This is pretty simple task - we have cycle and must direct all edges on it in one of 2 directions. We need to calculate cost of both orientation and print smallest of them.
There is a small trick - we can calculate cost of only one orientation and then cost of the other will be sum of costs of all edges minus cost of first orientation.
Also very simple - we need literary do what we asked. We put all data in a map where for each pilot we have number of points and array of 50 elements - number of times pilot finished at corresponding place. Then we just need to find maximum in this array according to 2 given criteria.
Reflection over 2 points is just a parallel shift for a doubled vector between them. So M2n = M0 because sequence of reflections may be replaced with sequence of shifts with doubled vectors A0A2, A2A4, ..., An - 2A0 - and their sum is 0. So we can replace j with j' = jmod2N. Now we can just perform j' reflections. Suppose we need to find M' (x', y') - reflection of M(x, y) witch center at A(x0, y0). Then x' = 2x0 - x, y' = 2y0 - y.
If robot is at last row then answer is 0. Suppose that for every cell of the next row we now expected number of steps to reach last row - zi. Let xi be expected value of steps to reach the last row from current row. Then we have following system of equations:
x1 = 1 + x1 / 3 + x2 / 3 + z1 / 3
xi = 1 + xi / 4 + xi - 1 / 4 + xi + 1 / 4 + zi / 4 for i from 2 to M - 1
xM = 1 + xM / 3 + xM - 1 / 3 + zM / 3
This is tridiagonal system, it can be solved using tridiagonal matrix algorithm in linear time.
So we just have to solve this for each row starting from N - 1 and ending at i and then take x[j].
For M = 1 the answer is 2(N - i) because expected number of steps to go down is 2 - on each turn we either go down or stay
At first we need to exclude answer -1. Answer is -1 if and only if first part of particles moves left and second part moves right (any of this parts may be empty)
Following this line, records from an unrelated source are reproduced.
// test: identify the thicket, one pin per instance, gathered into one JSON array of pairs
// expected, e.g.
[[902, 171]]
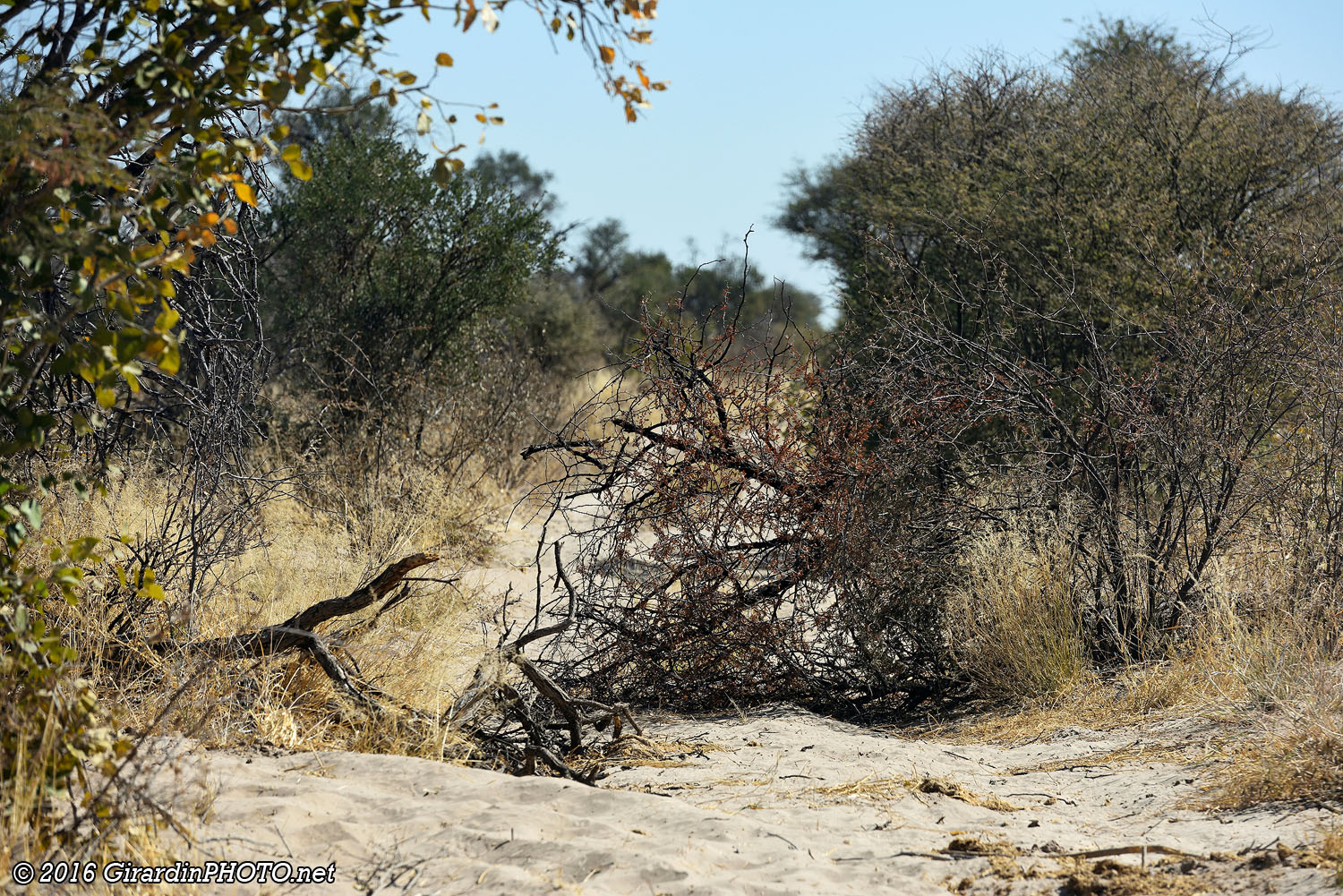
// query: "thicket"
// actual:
[[133, 174], [1091, 319]]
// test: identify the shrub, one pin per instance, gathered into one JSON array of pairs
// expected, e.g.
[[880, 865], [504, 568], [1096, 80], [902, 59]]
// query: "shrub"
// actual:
[[1014, 611]]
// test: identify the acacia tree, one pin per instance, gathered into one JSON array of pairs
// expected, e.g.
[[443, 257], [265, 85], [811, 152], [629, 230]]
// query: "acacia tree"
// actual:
[[131, 145], [1138, 153]]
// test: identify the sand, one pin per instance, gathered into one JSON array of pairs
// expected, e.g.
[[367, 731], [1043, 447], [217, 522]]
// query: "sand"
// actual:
[[775, 801]]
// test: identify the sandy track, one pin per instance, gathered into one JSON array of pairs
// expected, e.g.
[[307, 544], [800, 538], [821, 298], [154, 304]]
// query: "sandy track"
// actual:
[[776, 802]]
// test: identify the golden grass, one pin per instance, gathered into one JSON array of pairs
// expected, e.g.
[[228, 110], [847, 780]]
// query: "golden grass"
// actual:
[[1013, 619], [877, 789], [418, 654]]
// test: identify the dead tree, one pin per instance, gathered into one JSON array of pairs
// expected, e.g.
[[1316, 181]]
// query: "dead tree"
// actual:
[[746, 535]]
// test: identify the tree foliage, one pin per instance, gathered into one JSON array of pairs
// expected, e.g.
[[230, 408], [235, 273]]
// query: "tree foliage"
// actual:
[[132, 139], [373, 268], [1135, 152]]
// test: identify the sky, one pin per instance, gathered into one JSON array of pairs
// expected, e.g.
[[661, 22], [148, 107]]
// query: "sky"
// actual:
[[760, 88]]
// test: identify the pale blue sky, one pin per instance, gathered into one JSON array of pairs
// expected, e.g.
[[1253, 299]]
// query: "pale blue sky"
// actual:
[[757, 86]]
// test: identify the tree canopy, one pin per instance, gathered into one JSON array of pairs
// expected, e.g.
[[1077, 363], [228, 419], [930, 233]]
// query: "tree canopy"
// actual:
[[1133, 152]]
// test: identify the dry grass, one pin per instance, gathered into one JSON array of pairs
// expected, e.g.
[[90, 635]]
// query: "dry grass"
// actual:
[[418, 654], [1013, 617], [885, 789]]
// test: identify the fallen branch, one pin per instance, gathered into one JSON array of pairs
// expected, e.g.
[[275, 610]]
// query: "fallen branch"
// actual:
[[297, 632]]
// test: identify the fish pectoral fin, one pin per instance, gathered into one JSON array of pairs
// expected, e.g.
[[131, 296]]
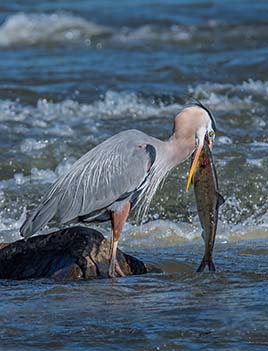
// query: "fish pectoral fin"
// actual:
[[220, 200], [206, 262]]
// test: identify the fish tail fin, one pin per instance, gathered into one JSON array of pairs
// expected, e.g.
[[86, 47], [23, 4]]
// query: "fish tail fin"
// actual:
[[206, 262]]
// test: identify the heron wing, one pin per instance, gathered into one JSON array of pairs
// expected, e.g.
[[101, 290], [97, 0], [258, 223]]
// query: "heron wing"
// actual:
[[103, 175]]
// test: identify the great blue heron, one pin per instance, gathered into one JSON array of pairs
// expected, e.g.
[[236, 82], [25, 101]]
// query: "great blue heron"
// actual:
[[123, 171]]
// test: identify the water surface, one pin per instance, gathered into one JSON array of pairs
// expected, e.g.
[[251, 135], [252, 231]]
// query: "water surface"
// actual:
[[75, 73]]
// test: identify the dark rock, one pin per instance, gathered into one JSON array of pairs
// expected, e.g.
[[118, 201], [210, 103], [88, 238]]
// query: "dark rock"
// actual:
[[71, 253]]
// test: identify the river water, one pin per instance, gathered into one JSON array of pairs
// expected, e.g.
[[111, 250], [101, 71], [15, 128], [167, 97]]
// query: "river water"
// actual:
[[76, 72]]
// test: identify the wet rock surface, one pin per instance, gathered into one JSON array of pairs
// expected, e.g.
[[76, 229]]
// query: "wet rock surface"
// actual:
[[72, 253]]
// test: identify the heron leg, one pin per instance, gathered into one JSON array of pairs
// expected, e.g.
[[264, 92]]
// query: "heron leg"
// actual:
[[118, 221]]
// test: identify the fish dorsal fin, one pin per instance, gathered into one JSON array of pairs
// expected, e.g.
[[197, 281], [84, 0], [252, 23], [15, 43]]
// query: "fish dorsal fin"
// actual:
[[220, 200]]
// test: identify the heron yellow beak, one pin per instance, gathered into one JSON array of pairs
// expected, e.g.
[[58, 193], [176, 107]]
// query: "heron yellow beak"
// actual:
[[194, 165]]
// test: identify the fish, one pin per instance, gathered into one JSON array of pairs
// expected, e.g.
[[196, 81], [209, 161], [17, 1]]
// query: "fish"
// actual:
[[208, 201]]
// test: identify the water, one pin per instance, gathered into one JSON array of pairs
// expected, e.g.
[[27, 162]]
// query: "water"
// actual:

Let's use binary search. Maximal answer is 1e9. Suppose we need to unserstand - whether answer is more then t or less then t. Let's itirate particles from left to right and maintain maximal coordinate that particle moving right would achive. Then of we will meet particle moving left that will move to the left of that coordinate in time t that we have 2 particles that will collide before time t. Otherwise we won't have such pair of particles.